The Patient Protection and Affordable Care Act, often referred to simply as the ACA or Obamacare, was signed into law on March 23, 2010. The ACA is intended to expand access to health insurance coverage for millions of uninsured Americans by expanding eligibility for Medicaid and developing health insurance marketplaces where uninsured persons may be eligible for subsidies to make private health plans more affordable. While expanding access to health insurance is a big part of the ACA, there are many other purposes of the law, including provisions intended to reform the health care delivery system to produce better patient outcomes at lower cost.
AOTA was very active in the legislative process leading up to the passage and signing of the ACA, working to achieve victories such as inclusion of rehabilitation and habilitation in the essential health benefits package. AOTA has also been monitorting the regulatory process at the federal and state levels as the ACA has been implemented, and has been advocating for occupational therapy practitioners and consumers. The dynamic environment created by health care reform creates opportunities, but vigilant monitoring of implementation activities and carefully executed advocacy efforts are necessary to ensure occupational therapy is valued and protected in the future.

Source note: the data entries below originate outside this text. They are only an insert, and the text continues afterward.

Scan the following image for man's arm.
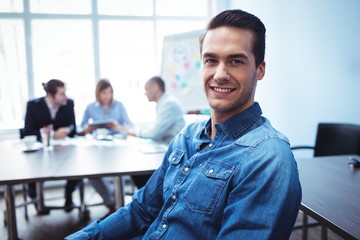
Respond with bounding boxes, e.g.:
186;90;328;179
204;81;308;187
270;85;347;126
23;101;41;141
217;140;301;239
65;150;168;240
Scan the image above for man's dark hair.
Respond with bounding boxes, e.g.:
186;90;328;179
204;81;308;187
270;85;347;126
95;78;114;104
149;76;165;92
199;9;266;67
42;79;65;96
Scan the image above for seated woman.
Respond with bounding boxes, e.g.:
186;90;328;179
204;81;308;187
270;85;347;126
79;79;132;216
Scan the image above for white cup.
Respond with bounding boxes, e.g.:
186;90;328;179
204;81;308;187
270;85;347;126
22;135;37;149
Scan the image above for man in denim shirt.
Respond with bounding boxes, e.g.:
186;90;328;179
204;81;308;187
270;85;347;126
67;10;301;239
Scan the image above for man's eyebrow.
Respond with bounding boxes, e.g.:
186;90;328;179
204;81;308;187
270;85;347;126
226;53;249;60
203;52;217;58
203;52;249;60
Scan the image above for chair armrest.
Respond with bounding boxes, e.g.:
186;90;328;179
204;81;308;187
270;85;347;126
290;145;315;150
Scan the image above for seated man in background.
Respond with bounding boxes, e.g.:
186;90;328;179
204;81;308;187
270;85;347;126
66;10;301;240
132;76;185;189
79;79;132;216
21;79;79;212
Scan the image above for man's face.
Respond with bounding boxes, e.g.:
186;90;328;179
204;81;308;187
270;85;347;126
99;87;113;105
145;81;156;102
52;87;67;107
201;27;265;120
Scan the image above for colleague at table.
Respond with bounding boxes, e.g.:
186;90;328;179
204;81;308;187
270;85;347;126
80;79;132;216
79;79;133;135
132;76;185;189
21;79;79;212
66;10;301;239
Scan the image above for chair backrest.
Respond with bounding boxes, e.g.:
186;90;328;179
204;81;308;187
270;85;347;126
314;123;360;157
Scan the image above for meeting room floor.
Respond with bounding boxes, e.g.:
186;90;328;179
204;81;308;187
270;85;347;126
0;186;343;240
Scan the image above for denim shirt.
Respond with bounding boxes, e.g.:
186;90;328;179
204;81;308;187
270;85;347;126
67;103;301;239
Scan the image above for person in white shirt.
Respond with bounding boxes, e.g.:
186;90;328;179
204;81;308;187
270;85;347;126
137;76;185;144
132;76;185;189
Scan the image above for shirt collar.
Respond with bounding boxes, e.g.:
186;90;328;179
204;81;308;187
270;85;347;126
44;97;59;119
201;102;262;139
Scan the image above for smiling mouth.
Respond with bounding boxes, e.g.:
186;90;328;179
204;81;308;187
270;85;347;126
211;87;234;93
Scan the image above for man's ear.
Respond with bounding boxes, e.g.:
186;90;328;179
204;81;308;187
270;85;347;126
256;61;266;80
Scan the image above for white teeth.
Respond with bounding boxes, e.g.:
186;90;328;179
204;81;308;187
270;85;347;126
214;88;231;92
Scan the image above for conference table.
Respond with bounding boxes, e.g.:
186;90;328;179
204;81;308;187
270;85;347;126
296;155;360;239
0;137;167;240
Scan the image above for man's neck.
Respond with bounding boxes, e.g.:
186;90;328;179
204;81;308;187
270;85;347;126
45;95;59;109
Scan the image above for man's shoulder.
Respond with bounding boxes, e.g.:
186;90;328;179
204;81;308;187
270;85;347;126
236;117;289;146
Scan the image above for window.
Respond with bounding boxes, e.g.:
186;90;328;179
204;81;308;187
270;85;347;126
32;19;95;122
0;19;28;127
29;0;91;14
0;0;213;129
97;0;154;16
0;0;23;12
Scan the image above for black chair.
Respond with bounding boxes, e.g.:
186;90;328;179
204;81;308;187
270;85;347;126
291;123;360;240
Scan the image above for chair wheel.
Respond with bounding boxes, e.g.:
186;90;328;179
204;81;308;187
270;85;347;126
79;209;90;220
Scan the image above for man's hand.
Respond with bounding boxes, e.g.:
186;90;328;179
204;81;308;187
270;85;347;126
54;127;70;139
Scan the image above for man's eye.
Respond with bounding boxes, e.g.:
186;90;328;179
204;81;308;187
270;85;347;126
230;59;242;64
204;58;216;64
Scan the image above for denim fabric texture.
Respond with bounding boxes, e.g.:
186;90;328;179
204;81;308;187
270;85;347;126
67;103;301;240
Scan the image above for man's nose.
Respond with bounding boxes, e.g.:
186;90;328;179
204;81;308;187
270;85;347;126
214;63;230;81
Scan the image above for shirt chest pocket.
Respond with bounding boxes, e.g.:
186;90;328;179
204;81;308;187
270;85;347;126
184;160;235;214
163;150;185;194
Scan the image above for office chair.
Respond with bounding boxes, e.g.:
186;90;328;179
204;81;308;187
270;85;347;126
4;129;90;226
291;123;360;240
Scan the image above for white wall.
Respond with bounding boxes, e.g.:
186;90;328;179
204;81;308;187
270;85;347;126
230;0;360;145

Please also see the Health Care Reform Implementation page on AOTA's website at: http://www.aota.org/Advocacy-Policy/Health-Care-Reform.aspx
The U.S. Office of Personnel Management (OPM) is charged with administering the Multi-State Plan Program (MSPP). You can read more on that here. Last fall, the Habilitation Benefits (HAB) Coalition Steering Committee, on which AOTA has representation, met with staff from OPM to request the inclusion of an exceptions process for habilitative services. In other words, the HAB Coalition requested that OPM require that MSPP health plans have a procedure in place that would allow plan beneficiaries to request coverage of habilitative services beyond the visit limits or other utilization restrictions established by the plan. The rationale underlying this request was that habilitative services is a new benefit category for most health plans in most states and as a result, there is insufficient experience to determine what appropriate limits on habilitative services are at this point. A similar exceptions process was included in the essential health benefits' regulation that applies to prescription drugs, so there is also that precedent, which the HAB Coalition cited.

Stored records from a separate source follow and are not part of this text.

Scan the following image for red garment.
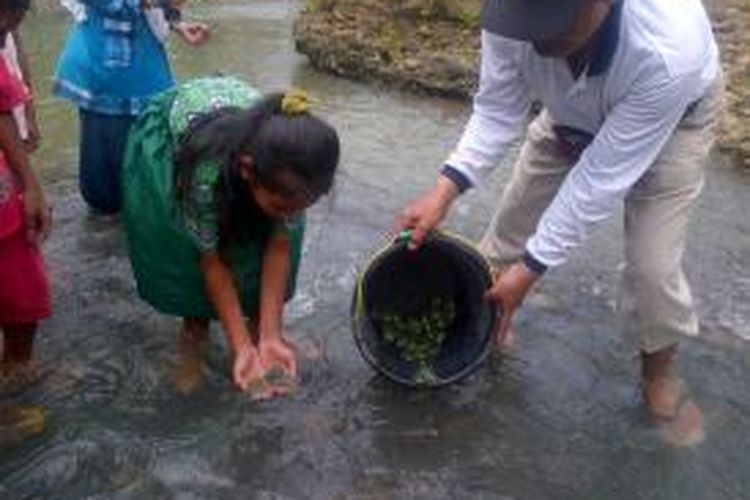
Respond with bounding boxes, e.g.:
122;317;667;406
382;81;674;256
0;57;51;324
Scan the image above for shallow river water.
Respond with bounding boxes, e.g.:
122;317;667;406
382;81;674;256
0;0;750;500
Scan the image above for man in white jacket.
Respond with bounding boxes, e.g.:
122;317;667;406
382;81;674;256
396;0;723;446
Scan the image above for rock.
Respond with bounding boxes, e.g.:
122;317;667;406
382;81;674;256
294;0;750;171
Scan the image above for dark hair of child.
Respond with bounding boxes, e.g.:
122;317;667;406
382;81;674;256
0;0;31;11
174;94;339;249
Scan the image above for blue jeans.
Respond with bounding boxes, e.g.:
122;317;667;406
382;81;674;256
79;109;135;214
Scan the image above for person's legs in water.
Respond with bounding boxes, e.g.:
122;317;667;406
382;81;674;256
479;111;575;348
0;322;41;395
618;71;723;444
173;317;209;394
79;109;134;215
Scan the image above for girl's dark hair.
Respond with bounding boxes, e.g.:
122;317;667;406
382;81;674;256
0;0;31;11
174;94;339;248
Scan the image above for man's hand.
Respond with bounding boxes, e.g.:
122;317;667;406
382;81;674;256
173;21;209;46
486;262;541;345
393;175;458;250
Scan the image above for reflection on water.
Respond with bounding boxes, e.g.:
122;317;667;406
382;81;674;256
0;0;750;500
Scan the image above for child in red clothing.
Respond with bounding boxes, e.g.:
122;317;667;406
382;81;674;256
0;0;51;389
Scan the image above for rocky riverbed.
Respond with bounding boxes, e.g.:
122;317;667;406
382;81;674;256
294;0;750;171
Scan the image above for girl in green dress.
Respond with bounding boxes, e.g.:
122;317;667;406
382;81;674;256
123;77;339;396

The HAB Coalition's advocacy efforts produced a positive effect. Though not the requirement it sought, OPM did encourage MSPP plans to include an exceptions process for habilitative services. The following explanation was included in OPM's letter calling for applications from insurance carriers for the MSPP:
"We recognize that coverage of habilitative services as an essential health benefit is evolving. Lacking a standard definition, many issuers have begun by offering habilitation in parity with rehabilitative services. However, the duration and scope of services an individual may need to acquire skills for the first time may differ from what a person may need to regain function after illness or injury. To accommodate such unique circumstances, we encourage MSP issuers to provide a reasonable 'exceptions process' to consider requests for additional habilitative services when such services are medically necessary to achieve a therapeutic milestone or avoid significant deterioration in health status."
While more advocacy is necessary to ensure access to all medically necessary habilitative OT services, this is a positive step that we can cite in our future efforts.